Document(s): Open document

23.06.2003 - Source: Amnesty International

Lack of land leading to renewed displacement ("Out of sight, out of mind: The fate of the Afghan returnees") [#13706][ID 2291]

"Another problem related to return to Afghanistan is that of landlessness. In 2002, UNHCR stated that 74.3 percent of returnees do not have farmland to which they can return. A recent report noted in addition, “it may be assumed that a ‘significant’ number of returnees did not own land, surviving as workers, tenants, or sharecroppers in varying degrees of dependency to landowners. They left the country landless and may return landless.” In interviews with returnees and IDPs, Amnesty International was repeatedly confronted with evidence of landless returnees being forced into situations of either destitution or internal displacement. One local NGO told Amnesty International that several returnees in the Bamiyan region had been forced to move into caves in the area as they had no where else to live.

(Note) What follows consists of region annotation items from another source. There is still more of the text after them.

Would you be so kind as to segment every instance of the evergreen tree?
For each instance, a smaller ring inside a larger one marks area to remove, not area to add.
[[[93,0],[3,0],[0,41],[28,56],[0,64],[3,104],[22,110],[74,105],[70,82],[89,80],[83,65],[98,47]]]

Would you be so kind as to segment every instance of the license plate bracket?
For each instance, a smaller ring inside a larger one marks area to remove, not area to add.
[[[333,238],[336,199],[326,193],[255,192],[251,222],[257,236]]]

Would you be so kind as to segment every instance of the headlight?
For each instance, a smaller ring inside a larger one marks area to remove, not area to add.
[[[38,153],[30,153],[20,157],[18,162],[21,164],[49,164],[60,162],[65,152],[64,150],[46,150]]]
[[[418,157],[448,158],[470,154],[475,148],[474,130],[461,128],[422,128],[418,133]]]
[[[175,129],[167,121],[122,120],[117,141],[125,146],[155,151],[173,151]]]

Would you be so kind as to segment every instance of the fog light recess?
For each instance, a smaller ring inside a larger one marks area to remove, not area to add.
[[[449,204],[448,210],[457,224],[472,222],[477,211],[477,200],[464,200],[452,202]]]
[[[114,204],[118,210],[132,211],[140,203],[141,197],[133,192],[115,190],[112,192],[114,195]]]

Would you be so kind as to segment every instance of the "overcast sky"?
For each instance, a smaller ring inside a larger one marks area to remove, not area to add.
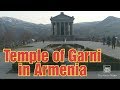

Amnesty International also spoke to returnees in Kabul city who had returned to the city as they owned no land elsewhere in Afghanistan, and hoped to be able to earn a living in the capital. Being unable to afford to rent a room or a house due to spiraling rent prices, however, many have been forced to move into dilapidated buildings or unoccupied land. This was what had happened to Kamaluddin and ten members of his family, who live in one room in the ruined Russian Cultural Centre in Kabul city. “I have no other place to live”, he said, “we sold our land five years ago when we le ft Panjshir to seek refuge in Badakhshan.” The majority of these families in Kabul live under the constant, and increasingly threatening, shadow of eviction by the landowners. Of the returnees Amnesty International interviewed in Kabul, many were squatting on government owned land and had recently been issued with eviction orders. Around 60 returnee families who had moved into the premises of a ruined shoe factory in western Kabul have been evicted by the authorities, forcing them to set up tents on the surrounding hillside.
Landless returnees cannot, in addition, benefit from shelter projects run by various international agencies, including UNHCR, which stipulate that the returnee must either own a title to the land, or be able to get his community to vouch for his ownership of the land before the agency will assist with rebuilding shelter on this land. Obviously, such projects are of no help to the landless. This is the reason one woman, Fariba, is unable to return to her place of origin in the Shomali valley from Kabul city, where she is living in an informal tented settlement on government land. While many international agencies are involved in helping returnees to rebuild their houses in Shomali, Fariba and her family, despite originating from the Shomali valley, are unable to benefit from this assistance and thus to return “home”, as they do not own any land in the valley on which to build a house. A group of 15 Uzbek families returned from Pakistan to Kunduz city in August 2002. Being landless and unable to afford rents in the city, they had set up tents on government land just outside Kunduz, but were forced to move away by villagers who claimed to own the land. They now reside in tents 50 metres away from their original location. Amnesty International has learned that the provincial government plans to redistribute this land to government employees, which will almost inevitably lead to another displacement for these families."